Before or concurrently with the indorsement of the notes by the payee, Emmet P. Houston placed his name on the back of the notes, and this made him liable as maker or indorser. We think the better opinion is that his liability was that of an indorser. Vore v. Hurst, 13 Ind. 551. The notes were dishonored, and protested for non-payment, and due notice given, as well to Emmet P. Houston as to the plaintiff
The bank, having a complete right of action against the indorsers as well as the maker, was authorized by statute to bring a joint action against all. 1 G. & H. 451, sec. 16; 2 G. & H. 50, sec. 20.
But the defendants in the original action had the right, as between themselves, to make up and try an issue as to whether some were principals and others sureties, but these proceedings, it is expressly provided, shall not affect the proceedings of the plaintiff. 2 G. & H. 308, sec. 674. This statute is as applicable to cases' arising on bills of exchange and promissory notes, as those arising upon other contracts; and while parol evidence cannot be admitted to change the legal effect of the instrument according to its tenor and the relations of the parties to it, so as to affect thereby the rights of the holder, yet such evidence is admissible, as between the parties bound by the instrument, to show the real facts, and that their relations, as between themselves, are different from what they appear to be on the face of the paper. Lacy v. Lofton, 26 Ind. 324.
Such issue was made up and tried in the cause in which a new trial is sought; and the question is fairly presented whether the plaintiff herein, on the showing he has made in his complaint, is entitled to a new trial of that issue. He has set out the evidence given on the trial of that issue, and we may remark, although we have not had the benefit of hearing the witnesses testify and observing their manner, that the evidence on paper preponderates against the finding below. It seems to us that the newly-discovered evidence would most likely produce a finding or verdict the other way. It seems to us also that due diligence is sufficiently alleged to discover the evidence, and that the plaintiff herein is not in default in that respect.
The newly-discovered evidence is not liable to the objection that it is cumulative merely. “ Cumulative evidence is evidence of the same kind, to the same point. Thus, if a fact is attempted to be proved by the verbal admission of the party, evidence of another verbal admission of the same fact is cumulative; but evidence of other circumstances, tending to establish the fact, is not.” 1 Greenl. Ev., sec. 2; Humphries v. The Administrators of Marshall, 12 Ind. 609. Tested by this rule it is apparent that the newly-discovered evidence was not merely cumulative. It went to the same point, but was different in kind.

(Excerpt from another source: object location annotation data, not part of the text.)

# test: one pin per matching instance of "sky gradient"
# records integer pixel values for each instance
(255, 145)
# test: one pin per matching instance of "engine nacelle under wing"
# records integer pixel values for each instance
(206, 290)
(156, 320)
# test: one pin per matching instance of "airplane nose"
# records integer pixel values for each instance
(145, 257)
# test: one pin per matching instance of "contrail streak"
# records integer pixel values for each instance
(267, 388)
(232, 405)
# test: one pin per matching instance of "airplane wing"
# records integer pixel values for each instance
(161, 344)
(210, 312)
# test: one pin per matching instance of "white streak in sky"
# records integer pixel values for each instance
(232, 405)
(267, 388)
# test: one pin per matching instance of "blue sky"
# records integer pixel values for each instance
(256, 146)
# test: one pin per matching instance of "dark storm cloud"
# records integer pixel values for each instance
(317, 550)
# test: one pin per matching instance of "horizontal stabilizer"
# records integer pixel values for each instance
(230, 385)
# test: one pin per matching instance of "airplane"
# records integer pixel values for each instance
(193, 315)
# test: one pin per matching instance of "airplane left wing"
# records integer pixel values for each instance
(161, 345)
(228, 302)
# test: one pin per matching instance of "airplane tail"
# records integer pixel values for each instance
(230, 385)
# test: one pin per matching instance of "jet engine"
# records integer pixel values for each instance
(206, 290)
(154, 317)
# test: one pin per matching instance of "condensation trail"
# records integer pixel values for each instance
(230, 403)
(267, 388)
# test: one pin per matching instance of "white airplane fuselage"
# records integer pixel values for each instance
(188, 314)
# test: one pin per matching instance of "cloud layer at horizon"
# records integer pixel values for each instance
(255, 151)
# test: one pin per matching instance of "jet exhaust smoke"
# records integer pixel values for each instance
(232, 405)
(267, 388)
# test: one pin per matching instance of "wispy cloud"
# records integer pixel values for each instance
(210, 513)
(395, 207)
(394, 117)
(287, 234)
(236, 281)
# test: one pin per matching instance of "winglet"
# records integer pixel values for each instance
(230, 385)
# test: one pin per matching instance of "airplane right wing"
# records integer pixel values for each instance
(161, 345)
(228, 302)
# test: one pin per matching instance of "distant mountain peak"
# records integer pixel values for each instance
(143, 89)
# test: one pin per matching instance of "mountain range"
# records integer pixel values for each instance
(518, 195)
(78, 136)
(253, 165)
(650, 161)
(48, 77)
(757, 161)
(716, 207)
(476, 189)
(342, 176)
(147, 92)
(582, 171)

We are of opinion that, on the facts alleged, the plaintiff herein was entitled to a new trial of the issues on the subject of suretyship, and that the demurrer of Bruner should have been overruled. It follows that the judgment will have to be reversed.
This ruling, however, will not affect the plaintiff-in the original judgment, who can proceed in the collection thereof; and*the defendants in the original action can proceed, as they may be advised, to settle their respective rights as between themselves.
The judgment below is reversed, at the costs of the appellee Bruner, and the court below directed to proceed in accordance with this opinion.